Many faith leaders have yet to overcome institutional perceptions that would moralize tobacco addiction and other chemical dependencies. While public health professionals and faith leaders rarely blame those who smoke, tobacco addiction is far from the glamorous notion of free choice that cigarette ads depict. That is a ploy to lure the next crop of youth for an addiction machinery that seduces thousands of kids each day to start smoking.

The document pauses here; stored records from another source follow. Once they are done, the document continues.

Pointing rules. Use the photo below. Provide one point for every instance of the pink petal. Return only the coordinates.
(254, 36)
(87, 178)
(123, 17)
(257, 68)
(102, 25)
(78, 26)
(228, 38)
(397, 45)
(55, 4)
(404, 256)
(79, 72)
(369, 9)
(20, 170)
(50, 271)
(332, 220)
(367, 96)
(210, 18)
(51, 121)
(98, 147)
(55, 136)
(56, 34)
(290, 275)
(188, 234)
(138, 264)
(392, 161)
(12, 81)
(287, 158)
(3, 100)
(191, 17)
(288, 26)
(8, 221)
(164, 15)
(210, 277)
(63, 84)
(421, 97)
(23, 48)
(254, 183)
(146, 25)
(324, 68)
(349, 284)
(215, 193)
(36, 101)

This is another reason that health and faith leaders alike focus on the predatory nature of tobacco economics on communities. A California-based pastor and activist, Bishop S.C. Carthen, calls Big Tobacco’s business practices a chemical version of the plantation economy. Dr. Raymond Gangarosa, who formulated the economic theory behind almost every state’s tobacco lawsuits in the ’90s, described it as an illness: “We’ve got an immune system not attuned … Failing to see this as cancer means it thrives while the body wastes away.”

Social environment is key

Tobacco companies have long behaved as a predatory industry. Any association with it is to a degree corruptive, corrosive and unhealthy — especially in health care settings, a seeming no-brainer. Some cities, such as San Francisco and Boston, have banned tobacco sales in pharmacies. That is the real news behind this impending divorce for a decades-long marriage between tobacco companies and CVS. A business is stepping away from an economic machinery’s enticement, an enmeshment with dark social incentives that are seen as a norm, even in places we go for our medicine.

The overarching problem in the addiction crisis is our enabling social environment — systems that allow and foster a uniquely human-made epidemic to serve deadly business plans that continue to hemorrhage lives and economies alike.

It is easy to notice the tragic death of an inspiring celebrity. But, as illegal drugs attract drama and concern, the nearly half a million people who die each year and millions more who suffer from cigarette addiction are treated as free-willing aficionados. For pharmacies positioned as part of our health care system, to profit from both promoting and treating the same deadly addiction is two-faced, counterproductive and socially harmful. It shows little principle or mission integrity.

As CVS’s CEO Larry Merlo concluded at long last, “Cigarettes have no place in a setting where health care is being delivered.” We need to get our social waters clean of predatory business models and the all-too-real carnage of cigarette addiction. Otherwise, society collectively will continue to grow economic tumors.

Rick Bernardo is a Minneapolis-based communications and development consultant, and adjunct professor at Saint Mary’s University of Minnesota. He is the former director of California Medical Association’s Health Partnership Project, including its Pharmacy Partnership.

The views expressed in this article are the author's own and do not necessarily reflect Al Jazeera America's editorial policy.